Colorblindness: The assertion that one does not see color but rather sees everyone the same. While on the surface this seems positive, it actually invalidates people’s identities and the experience of those who experience racism.
Intersectionality: The understanding that social issues cannot be explored in isolation as different identities such as race, gender, age etc. intersect in each person’s life and produce different privilege or oppression.
Black Lives Matter: A current moment to recognize the validity of black lives. It is not saying that other lives do not matter but rather saying that there has been disproportionate bias towards black people by our institutions and government. The movement has come about in the wake of many instances of excessive police violence towards black individuals across the country.

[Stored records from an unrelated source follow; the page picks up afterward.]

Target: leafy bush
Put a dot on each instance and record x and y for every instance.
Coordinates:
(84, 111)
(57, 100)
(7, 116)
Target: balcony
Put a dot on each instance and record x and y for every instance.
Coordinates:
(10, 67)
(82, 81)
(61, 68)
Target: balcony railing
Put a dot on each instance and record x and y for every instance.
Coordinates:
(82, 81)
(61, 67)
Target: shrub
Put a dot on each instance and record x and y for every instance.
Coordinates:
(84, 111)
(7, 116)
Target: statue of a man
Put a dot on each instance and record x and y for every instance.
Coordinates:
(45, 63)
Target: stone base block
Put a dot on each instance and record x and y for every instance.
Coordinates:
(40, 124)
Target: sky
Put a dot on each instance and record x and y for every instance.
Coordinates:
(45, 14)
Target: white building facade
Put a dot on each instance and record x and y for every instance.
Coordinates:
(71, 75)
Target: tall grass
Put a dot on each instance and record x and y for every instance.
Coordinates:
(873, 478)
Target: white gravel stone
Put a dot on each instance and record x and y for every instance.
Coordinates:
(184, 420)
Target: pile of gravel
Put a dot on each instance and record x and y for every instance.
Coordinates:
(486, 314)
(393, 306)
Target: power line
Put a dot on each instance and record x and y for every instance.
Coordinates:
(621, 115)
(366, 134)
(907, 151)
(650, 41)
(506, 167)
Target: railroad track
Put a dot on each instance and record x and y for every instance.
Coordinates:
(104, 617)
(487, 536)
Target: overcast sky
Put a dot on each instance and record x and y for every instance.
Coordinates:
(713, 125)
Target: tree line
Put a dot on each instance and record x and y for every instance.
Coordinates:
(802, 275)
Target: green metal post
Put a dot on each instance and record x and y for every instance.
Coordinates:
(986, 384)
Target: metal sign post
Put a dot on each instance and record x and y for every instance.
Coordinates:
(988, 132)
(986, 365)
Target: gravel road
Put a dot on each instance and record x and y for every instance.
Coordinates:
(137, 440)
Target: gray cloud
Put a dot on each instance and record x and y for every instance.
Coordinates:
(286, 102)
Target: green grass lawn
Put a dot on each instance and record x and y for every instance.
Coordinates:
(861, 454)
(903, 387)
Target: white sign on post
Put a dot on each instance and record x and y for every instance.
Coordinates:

Stereotype: An oversimplified generalization about a person or a group. These can be about both negative and positive qualities but regardless, they lump people together. Stereotypes are cognitive shortcuts and become a bias when you apply the stereotype to an action. For example: saying that white people can’t dance and black people are good dancers is a stereotype. Asking a black person to dance with you instead of the white person for this reason is a bias.
But what about when stereotypes are “true”?
There are two concepts at play here.
- Stereotype threat: a phenomenon where an individual subconsciously acts to fit a stereotype. Example: Women preform worse on math exams when they think that the results will show a gender difference.
- Empirical Generalization: A fact about a large group of people. Example: Men are taller than women. Statistically this is true but not universal to all men. This generalization leads to bias and stereotyping when women decide they won’t date shorter men. Because of stereotype threat, women are conditioned to feel this way.
Privilege: An advantage that comes from historical oppression of other groups. Privilege can be seen in race, gender, sexuality, ability, socioeconomic status, age etc. Acknowledging it isn’t meant to shame those with certain privilege but rather challenge the systems that make it exist. It does not mean that you with a certain privilege have never had challenges in life, just that there are some challenges you will not experience because of your identity. Examples: A hearing abled individual can watch TV and know what is happening because they can hear the sound. A heterosexual couple can walk together in public more comfortably than a homosexual couple. A white person can buy a bandage in their skin color where a black person’s flesh color bandage doesn’t match their skin.
Check your Privilege: Since we know that we all have privilege in different ways, being told to check your privilege is a way of saying take a step back and look at the privileges you have and how they impact your perspective. Reflect on how your social identities may have given you advantages and given others a disadvantage.
Microaggression: These are small common occurrences that demonstrate bias towards a certain group. They are insults, assaults or invalidations that presume one group is superior to another. While they seem small in isolation, overtime, microaggressions impact an individual’s mental health and emotions. Examples: Asking someone from Asian decent where they are really from (implying they cannot actually be from the United States). Stating that everyone can succeed if they try hard enough (this both implies that people of color don’t work as hard and invalidates the abundance of institution racism in our society).
Institutional Racism: Also known as systemic racism, this is forms of racism that are engrained in our society, politics and organizations. It is typically less obvious that overt racism and is when entire racial groups are discriminated against by a larger entity than an individual person. Example: Standardized test questions have been proven to favor white students however we still use them as a measure of merit in our school systems.
Cultural Appropriation: When dominant groups borrow from marginalized groups who have been stigmatized for their differences in society. One group is penalized for something that another group is praised for. It is when a privileged group misrepresents and further marginalizes other cultures. Example: Using tribal tattoos to sell a product. This takes something that has meaning to Native American groups and strips the meaning from it to be something “trendy”.
Whitesplaining: When a white person explains why something is offensive to a person of color. It is interpreted as giving people of color permission for how they feel when something offensive happens and is condescending to people of color who do not need to be told about their own experience. White people cannot decide what is and what is not racism and do not know what it is like to be a person of color. The same concept can apply for mansplaining when a man speaks on behalf of a woman’s experience. We can empathize without speaking for others.